I’ve been running a restic to backup my Mac laptop using S3 for a couple of years now. I also used to have a repository on a local Drobo mounted via SMB. The Drobo died, and I’ve replaced it with a Synology NAS. Since I’ve got to rework my scripts/configuration for the Synology, I thought I’d try to use a service, as the mounting/unmounting from MAC can’t be done with securely for the command-line (as near as I can tell).
SFTP seemed like an easy answer, but I am having tremendous difficulty with getting the first big backup done. The command restic -r sftp:restic-backup:/restic/repo backup --exclude-caches --exclude-file /var/tmp/restic.17099 --exclude-file /opt/etc/restic-exclusion-paths --exclude-file /opt/var/tm-standard-exclusion-paths --limit-upload 500 --one-file-system .
fails with:
Fatal: failed to refresh lock in time
error: no result
error: no result
error: no result
subprocess ssh: Connection to <redacted-host> closed by remote host.B, 3 errors ETA 53:02:26
subprocess ssh: client_loop: send disconnect: Broken pipe
Fatal: unable to save snapshot: context canceled
This is despite having the ssh config:
Host restic-backup User restic Port <other-port> Hostname <redacted-host> ServerAliveInterval 120 ServerAliveCountMax 360
I started with documented 60/240 ServerAlive options, but tried increasing it to no avail. I’m open to other protocols, but this is a local connection and seems like it should just work. Each execution seems to get me about 1% to 2% of my local storage.

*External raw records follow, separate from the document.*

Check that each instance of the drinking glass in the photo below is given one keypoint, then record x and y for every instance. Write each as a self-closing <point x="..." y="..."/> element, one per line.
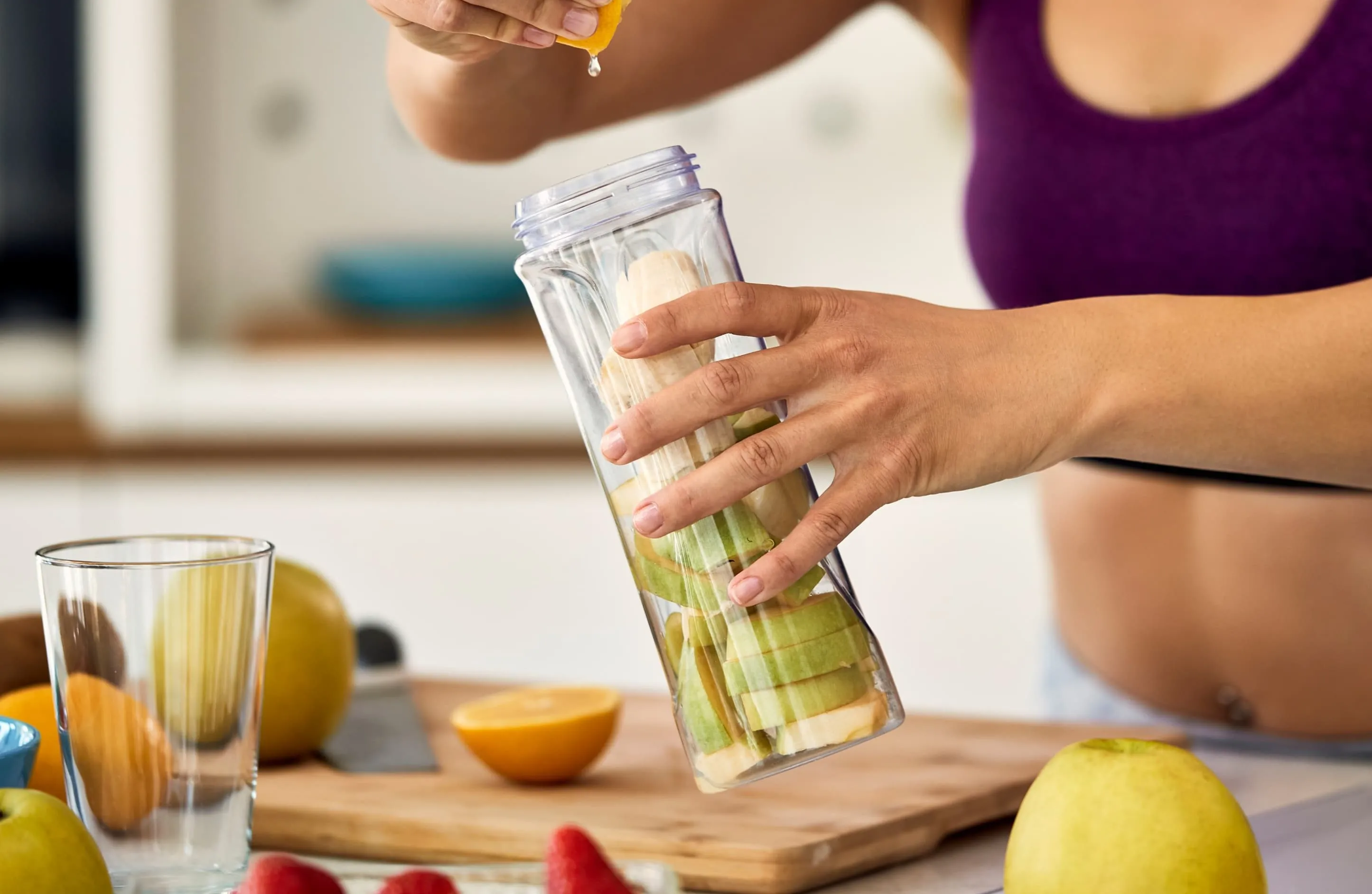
<point x="157" y="648"/>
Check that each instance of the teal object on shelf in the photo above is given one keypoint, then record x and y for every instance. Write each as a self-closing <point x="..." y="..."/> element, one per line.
<point x="19" y="751"/>
<point x="424" y="280"/>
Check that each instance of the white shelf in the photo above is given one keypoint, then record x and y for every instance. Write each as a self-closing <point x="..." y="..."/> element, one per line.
<point x="843" y="169"/>
<point x="243" y="397"/>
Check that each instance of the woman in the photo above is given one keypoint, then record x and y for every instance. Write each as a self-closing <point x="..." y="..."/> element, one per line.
<point x="1171" y="202"/>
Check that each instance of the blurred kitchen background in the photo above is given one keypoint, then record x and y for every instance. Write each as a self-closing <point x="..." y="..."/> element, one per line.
<point x="205" y="210"/>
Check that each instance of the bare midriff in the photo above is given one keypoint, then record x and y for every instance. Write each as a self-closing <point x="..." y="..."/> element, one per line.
<point x="1234" y="604"/>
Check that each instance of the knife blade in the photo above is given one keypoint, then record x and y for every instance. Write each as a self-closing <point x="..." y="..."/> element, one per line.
<point x="383" y="731"/>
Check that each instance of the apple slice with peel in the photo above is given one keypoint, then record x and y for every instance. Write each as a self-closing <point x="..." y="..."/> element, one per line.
<point x="674" y="638"/>
<point x="812" y="659"/>
<point x="778" y="707"/>
<point x="711" y="720"/>
<point x="770" y="627"/>
<point x="732" y="537"/>
<point x="752" y="421"/>
<point x="666" y="579"/>
<point x="656" y="279"/>
<point x="780" y="505"/>
<point x="626" y="497"/>
<point x="849" y="723"/>
<point x="718" y="770"/>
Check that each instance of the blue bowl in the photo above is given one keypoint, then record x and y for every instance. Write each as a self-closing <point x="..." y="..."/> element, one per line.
<point x="424" y="280"/>
<point x="19" y="749"/>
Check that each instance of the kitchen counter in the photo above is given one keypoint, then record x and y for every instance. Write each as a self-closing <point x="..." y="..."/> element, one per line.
<point x="971" y="863"/>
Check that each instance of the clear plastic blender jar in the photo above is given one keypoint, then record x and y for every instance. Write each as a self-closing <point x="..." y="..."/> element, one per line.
<point x="756" y="690"/>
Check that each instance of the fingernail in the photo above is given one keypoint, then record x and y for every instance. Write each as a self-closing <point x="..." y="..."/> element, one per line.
<point x="648" y="519"/>
<point x="612" y="443"/>
<point x="629" y="336"/>
<point x="538" y="36"/>
<point x="744" y="590"/>
<point x="581" y="22"/>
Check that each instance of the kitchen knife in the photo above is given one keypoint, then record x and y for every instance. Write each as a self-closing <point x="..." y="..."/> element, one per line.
<point x="383" y="731"/>
<point x="1317" y="847"/>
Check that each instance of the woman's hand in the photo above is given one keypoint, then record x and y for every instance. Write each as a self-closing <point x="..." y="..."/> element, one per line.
<point x="906" y="398"/>
<point x="475" y="31"/>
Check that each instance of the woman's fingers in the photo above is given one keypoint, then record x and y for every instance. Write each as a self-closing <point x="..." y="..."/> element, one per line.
<point x="737" y="472"/>
<point x="523" y="22"/>
<point x="709" y="394"/>
<point x="556" y="17"/>
<point x="836" y="513"/>
<point x="726" y="309"/>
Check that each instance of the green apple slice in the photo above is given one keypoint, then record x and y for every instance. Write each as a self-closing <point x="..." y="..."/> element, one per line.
<point x="812" y="659"/>
<point x="766" y="709"/>
<point x="626" y="497"/>
<point x="709" y="719"/>
<point x="780" y="505"/>
<point x="674" y="637"/>
<point x="732" y="537"/>
<point x="752" y="421"/>
<point x="772" y="627"/>
<point x="707" y="714"/>
<point x="706" y="628"/>
<point x="799" y="591"/>
<point x="669" y="580"/>
<point x="849" y="723"/>
<point x="714" y="773"/>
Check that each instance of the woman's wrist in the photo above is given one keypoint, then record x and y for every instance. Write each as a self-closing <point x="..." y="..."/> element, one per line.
<point x="1092" y="345"/>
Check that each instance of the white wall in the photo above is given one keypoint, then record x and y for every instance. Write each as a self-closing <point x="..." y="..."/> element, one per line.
<point x="515" y="572"/>
<point x="843" y="169"/>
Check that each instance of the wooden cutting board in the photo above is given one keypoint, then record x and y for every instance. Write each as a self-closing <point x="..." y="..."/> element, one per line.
<point x="873" y="805"/>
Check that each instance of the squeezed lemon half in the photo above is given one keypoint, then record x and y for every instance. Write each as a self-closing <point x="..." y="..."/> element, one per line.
<point x="596" y="44"/>
<point x="540" y="736"/>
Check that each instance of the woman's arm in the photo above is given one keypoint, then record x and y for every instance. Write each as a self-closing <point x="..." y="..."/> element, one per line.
<point x="1274" y="386"/>
<point x="909" y="398"/>
<point x="470" y="95"/>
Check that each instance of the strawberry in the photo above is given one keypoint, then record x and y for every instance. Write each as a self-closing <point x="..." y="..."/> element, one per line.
<point x="279" y="874"/>
<point x="577" y="866"/>
<point x="419" y="882"/>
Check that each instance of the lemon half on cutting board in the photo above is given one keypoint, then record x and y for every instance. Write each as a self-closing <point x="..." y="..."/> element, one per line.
<point x="540" y="736"/>
<point x="610" y="17"/>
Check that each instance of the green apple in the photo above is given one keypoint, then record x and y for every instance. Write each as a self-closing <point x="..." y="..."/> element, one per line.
<point x="308" y="683"/>
<point x="849" y="723"/>
<point x="674" y="637"/>
<point x="752" y="421"/>
<point x="772" y="626"/>
<point x="707" y="712"/>
<point x="803" y="589"/>
<point x="730" y="538"/>
<point x="44" y="848"/>
<point x="798" y="701"/>
<point x="812" y="659"/>
<point x="202" y="639"/>
<point x="666" y="579"/>
<point x="780" y="505"/>
<point x="626" y="497"/>
<point x="1131" y="818"/>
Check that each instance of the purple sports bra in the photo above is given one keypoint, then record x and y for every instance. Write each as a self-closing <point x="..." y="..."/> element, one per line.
<point x="1267" y="195"/>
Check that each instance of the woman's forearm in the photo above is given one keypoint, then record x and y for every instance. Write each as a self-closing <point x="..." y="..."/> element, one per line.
<point x="485" y="112"/>
<point x="1275" y="386"/>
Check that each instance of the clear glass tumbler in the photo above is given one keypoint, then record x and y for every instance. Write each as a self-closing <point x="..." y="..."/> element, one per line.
<point x="756" y="690"/>
<point x="157" y="648"/>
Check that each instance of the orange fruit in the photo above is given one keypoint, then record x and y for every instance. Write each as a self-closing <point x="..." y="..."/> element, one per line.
<point x="540" y="736"/>
<point x="33" y="705"/>
<point x="596" y="44"/>
<point x="121" y="752"/>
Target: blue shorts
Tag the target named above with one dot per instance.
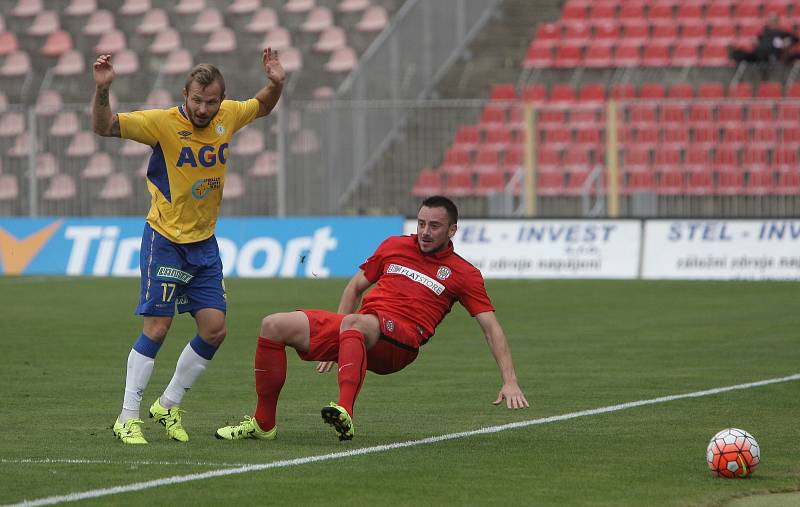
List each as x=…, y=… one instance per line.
x=188, y=276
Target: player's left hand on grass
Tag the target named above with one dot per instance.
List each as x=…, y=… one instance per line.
x=325, y=366
x=513, y=396
x=273, y=67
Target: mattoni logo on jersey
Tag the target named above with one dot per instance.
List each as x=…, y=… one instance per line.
x=433, y=285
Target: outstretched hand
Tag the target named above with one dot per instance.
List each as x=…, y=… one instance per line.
x=513, y=396
x=273, y=67
x=102, y=71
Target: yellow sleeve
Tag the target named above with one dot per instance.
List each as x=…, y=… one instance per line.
x=141, y=126
x=244, y=111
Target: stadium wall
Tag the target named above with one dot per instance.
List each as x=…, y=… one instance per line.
x=325, y=247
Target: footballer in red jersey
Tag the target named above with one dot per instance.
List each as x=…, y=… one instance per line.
x=416, y=279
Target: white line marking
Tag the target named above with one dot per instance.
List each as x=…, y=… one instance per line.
x=139, y=486
x=75, y=461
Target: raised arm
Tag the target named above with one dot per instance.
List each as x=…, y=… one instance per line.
x=496, y=339
x=269, y=95
x=349, y=302
x=104, y=122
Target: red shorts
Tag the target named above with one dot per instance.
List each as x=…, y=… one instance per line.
x=392, y=353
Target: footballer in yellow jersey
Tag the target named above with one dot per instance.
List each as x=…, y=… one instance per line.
x=179, y=259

restic 0.15.1 compiled with go1.19.5 on darwin/arm64
I know I’m out of date, but would prefer to solve the problem first before upgrading, if possible.
So some 2 years+ old restic version (there were 10+ releases since then) has some sftp issue. Why do you think anybody would be interested in such archaeology exercise? Especially that even briefly looking at these 10+ versions releases’ notes one can see that there were many sftp related fixes and improvements.
Big chance that you are trying to reinvent a wheel working on something what was already fixed. Good luck with that if you have time to waste:)
Restic is a single binary without any dependencies. Does not require special installation. You can download it from restic website (no need for any very often terribly outdated package manager) and run from some tmp folder for tests. Only reason not to use the latest one is in most cases plain laziness.
Given the number of fixes/enhancements that have been made to the sftp backend since 0.15.1, as Kapitainsky suggests, upgrading would seem to be the prudent course of action.
For what it’s worth, your errors seem to me to indicate the ssh server is terminating the connection, whether because of something restic is/isn’t doing, or because of the configuration of the ssh server. Have you thought about testing other long running tasks over ssh to see if they similarly are disconnected?
You probably want to go the other way actually, as in decrease the first number at least - ServerAliveInterval is how often the client will send a null packet to keep the connection alive, so if the sending a packet every 60s isn’t enough, you might try lowering it to 30.
ServerAliveCountMax is the upper ceiling for number of attempts the client will try to keep the connection alive if it isn’t able to. I’m not sure increasing this provides you any benefit, apart from meaning it takes much longer for the connection to time out after it drops. 240*60 is 4 hours, assuming I’m understanding the ssh_config manpage correctly.
This stackoverflow answer seems to have a decent summary of what both options do: https://unix.stackexchange.com/questions/3026/what-do-options-serveraliveinterval-and-clientaliveinterval-in-sshd-config-d
Anyway, if you’re adamant about not upgrading the restic binary (I can’t personally think of any reason you wouldn’t upgrade, but it’s your system), one alternative you could try is using rclone to serve the sftp back-end to restic. That way you’d be using rclones sftp implementation, rather than the implementation in the older restic version. If nothing else, this could let you eliminate restic as the source of the issue.
See the restic docs for details of how to set this up:
As well as the advice to drag yourself kicking and screaming to a modern version of restic, make sure you’re not doing sftp user/pass as that won’t work, you need to be using public key authentication for the SFTP backend.